While Sergeant Thoday set about assembling and taking down names of witnesses in his notebook under the supervision of the master, Redfyre undertook the first examination of the lethal staircase alone, his invitation to Earwig having been coldly rejected, as he calculated it would be. No woman in her senses would have agreed to a scrummage on a dark and dubious set of stairs with an equally dark and dubious police inspector. He dug about in the large Gladstone bag his officers referred to indulgently as his “murder bag” and took out a pair of thin rubber gloves, which he proceeded to slip on with no sign of awkwardness, though some curious looks were exchanged amongst those remaining in the hall.
The uniformed police constable directed the powerful beam of a police torch upwards from the base, and Redfyre held a smaller one in his hand as he climbed the stairs slowly, checking each step for stability and signs of tampering. The handrail was also a subject of his scrutiny, but he was careful to touch it as little as possible. When he descended, he addressed the sergeant. “Interesting! That’s all
I can do for tonight, Sarge. Too many shadows.” His eyes flashed around, checking his bearings, and located the south windows opposite the stair. “Order up the usual team, will you, for fingerprinting? Tomorrow—we want the best light on this. I’ll have a word with some of the witnesses right now.
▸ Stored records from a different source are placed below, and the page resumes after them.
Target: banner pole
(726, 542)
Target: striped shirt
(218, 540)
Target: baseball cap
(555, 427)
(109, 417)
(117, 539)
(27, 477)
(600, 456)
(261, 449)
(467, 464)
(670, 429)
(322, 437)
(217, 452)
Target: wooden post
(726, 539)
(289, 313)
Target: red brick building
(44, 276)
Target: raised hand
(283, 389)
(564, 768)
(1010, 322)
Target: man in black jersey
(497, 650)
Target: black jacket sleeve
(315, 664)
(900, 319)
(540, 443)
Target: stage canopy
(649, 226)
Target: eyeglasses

Got their addresses? Some I’ll have to visit later for statements. If, of course, this proves to be a crime of some sort. After a chat with Miss Proudfoot tomorrow, it may be we can all come off watch and go back to stirring our Christmas puddings.”
He ran an eye over the concerned half dozen men who had stayed behind. He was disturbed by a presence and an absence. He failed to spot the face he was looking for. “Master?” He caught the ready attention of Henningham, who was quietly talking with an agitated Christopher Coote. “The young gentleman whose job it was to arrange for the lighting of the stairs prior to descent—I don’t see him here. I didn’t see him at the moment critique, either!”
“Bunked off early, are we thinking? Deserted his post and left the lady in the dark?” The master frowned. “Not his style at all! Thomas Tyrrell. A most meticulous young man. One of our music scholars.” He looked about him and asked loudly: “Anyone seen Tyrrell?”
The general opinion, muttered in puzzled tones, seemed to be that young Thomas had been lost to sight immediately after he had ushered the performers up the stairs for the concert to restart after the interval. The sergeant flourished his notebook with eyebrow cocked and pencil poised.
“Note that he is a member of this college but, being in his second year, lives out in the town with a landlady. He’s in digs. His lodgings are somewhere out on the Newmarket Road I believe . . . Or was it Maids Causeway? Enquire at the porter’s office, will you? They’ll have all the details of domicile you need there.” He rested a large hand on Redfyre’s shoulder and said confidentially, “I say, can I leave all this in your capable hands, old chap? I’m not feeling too good. Bit wobbly, don’t you know! Should never have had that second glass of punch. There’s nothing much I can add, I think, so I’ll leave you to your witnesses and clear off back to my roost.”